The Soo Line L-1 class was a class of ten 2-8-2 (Mikado) steam locomotives built by the American Locomotive Company in 1913 for the Minneapolis, St. Paul and Sault Ste. Marie Railway (“Soo Line”).

==Background==
Having acquired America's first Mikado (2-8-2) type when it merged the Bismarck, Great Falls and Washburn Railway in 1904, it was eight years before the Soo Line ordered a 2-8-2 of its own. Ten locomotives were ordered from the American Locomotive Company, and built by their Schenectady, New York plant in 1913.

==Service==
The L-1 class were used for powering time freights system wide on both the Minneapolis, St. Paul and Sault Ste. Marie, and Wisconsin Central. They were assisted in that role by the 1920 arrival of the 25 L-2 and L-20 class Mikados in 1920, but were bumped into lesser roles with the arrival of the 21 N-20 class 4-8-2 Mountains in 1926–1930. The 1938 delivery of four O-20 class 4-8-4 Northern made little difference to the L-1 class since the former were restricted to the Chicago–Twin Cities route.

They were a long-lived class, with only one, the 1004, being retired prior to May 1953. By December 1954, however, the Soo Line was effectively dieselized. One locomotive, the 1003, was placed in the strategic reserve, and stored serviceable in the Gladstone, Michigan roundhouse. The other eight remaining L-1s were sold for scrap.
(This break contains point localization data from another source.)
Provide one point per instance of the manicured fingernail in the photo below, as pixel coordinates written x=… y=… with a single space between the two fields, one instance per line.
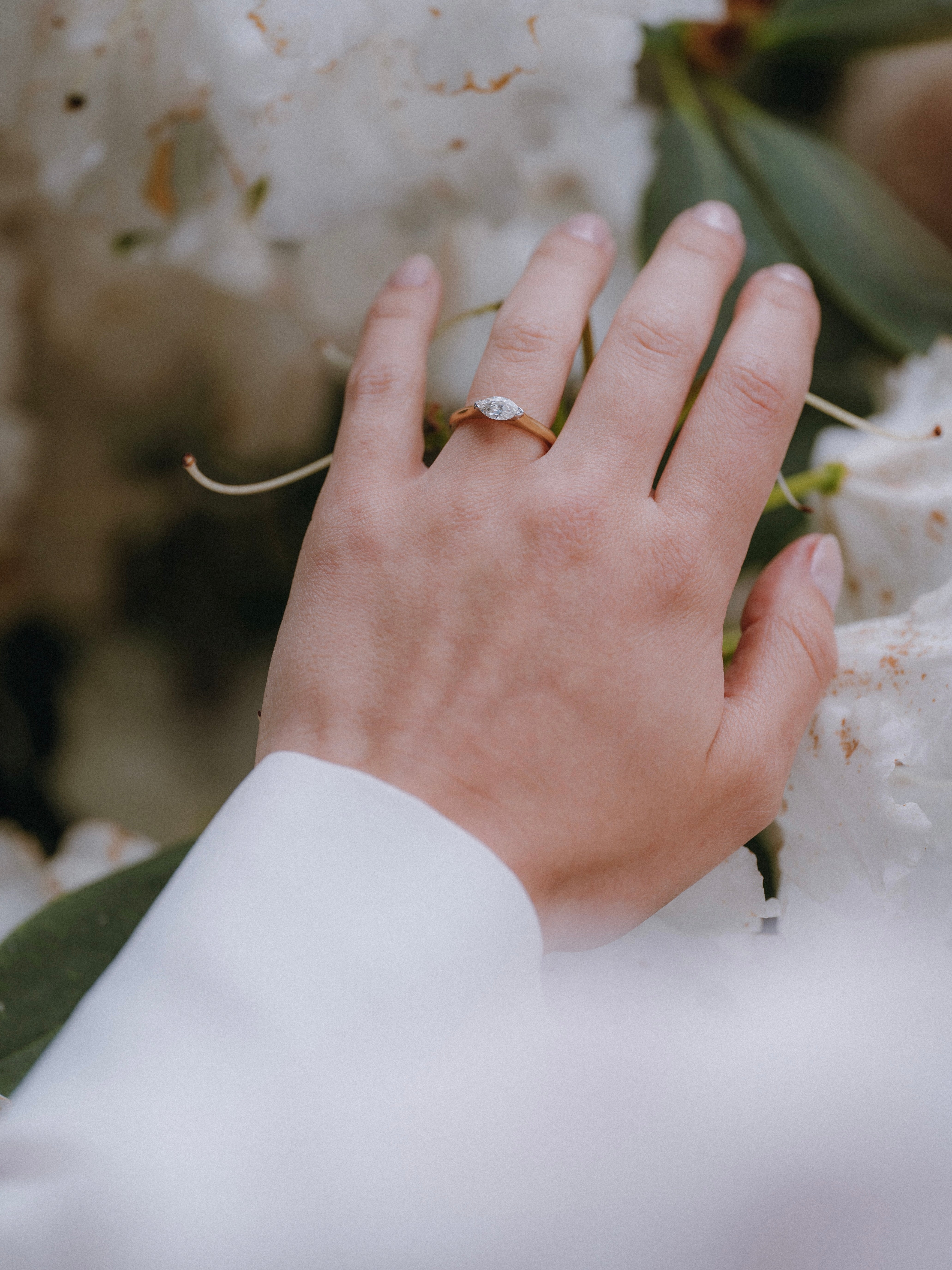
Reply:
x=589 y=228
x=718 y=216
x=414 y=272
x=827 y=569
x=793 y=274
The reserve was never called into action, and the 1003 was donated to the City of Superior, Wisconsin, in December 1959. It was later restored to steam in 1996. No. 1003 has run steam excursions in Duluth, Minnesota, on The Osceola and St. Croix Valley Railroad with cousin Soo Line 2719 and Northern Pacific 328 in 1998, the Wisconsin Central before merging with the Canadian National in 2001, also making an excursions in the early 2000s on the Wisconsin Southern Railroad. On August 11 to 13th, 2017, No. 1003 made a rare, first-time trek to Chicago, Illinois, via the Canadian National, Wisconsin Southern, Metra, and Canadian Pacific lines, making a special appearance at Galewood Metra station to benefit the Shriners Hospital for Children.